From above results, we can see that the t-stat ``t > 1.96``, in the meanwhile the p-value ``p < 0.05``; thus, we can conclude that the extra paid classes do have a significant (at $p=0.05$ level) effect on the students' final grades.

__NOTE__: next time you want to report the difference between two sub groups, this is the correct way of doing so.

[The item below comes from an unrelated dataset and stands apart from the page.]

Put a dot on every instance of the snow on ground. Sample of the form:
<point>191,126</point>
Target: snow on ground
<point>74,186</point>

### 4.2: Join the sub dataframes back together as ``merged``.

In [None]:
merged = pd.concat([unpaid_df, paid_df]) # concat at the row level since columns
#are the same
merged.head()

Unnamed: 0,school,sex,age,address,famsize,Pstatus,Medu,Fedu,Mjob,Fjob,...,absences,G1,G2,G3,ft_bin,reason_cap,guardian_cap,Pwork,st_bin,age_grp
0,GP,F,18,U,GT3,A,4,4,at_home,teacher,...,6,5,6,6,high,COURSE,MOTHER,yes,low,"(17.0, 20.0]"
1,GP,F,17,U,GT3,T,1,1,at_home,other,...,4,5,5,6,high,COURSE,FATHER,yes,low,"(15.0, 17.0]"
6,GP,M,16,U,LE3,T,2,2,other,other,...,0,12,12,11,high,HOME,MOTHER,yes,low,"(15.0, 17.0]"
7,GP,F,17,U,GT3,A,4,4,other,teacher,...,6,6,5,6,low,HOME,MOTHER,yes,low,"(15.0, 17.0]"
11,GP,F,15,U,GT3,T,2,1,services,other,...,4,10,12,12,low,REPUTATION,FATHER,yes,low,"(15.0, 17.0]"


In [None]:
merged.paid.head(250)

0      no
1      no
6      no
7      no
11     no
     ... 
68    yes
70    yes
74    yes
75    yes
77    yes
Name: paid, Length: 250, dtype: object

Note that comparing to the original ``student_df``, in ``merged`` the first $181$ rows are students taking extra paid classes, the rest of the DF are students not extra paid classes. 

That is all for this assignment. Please submit this work when you are done.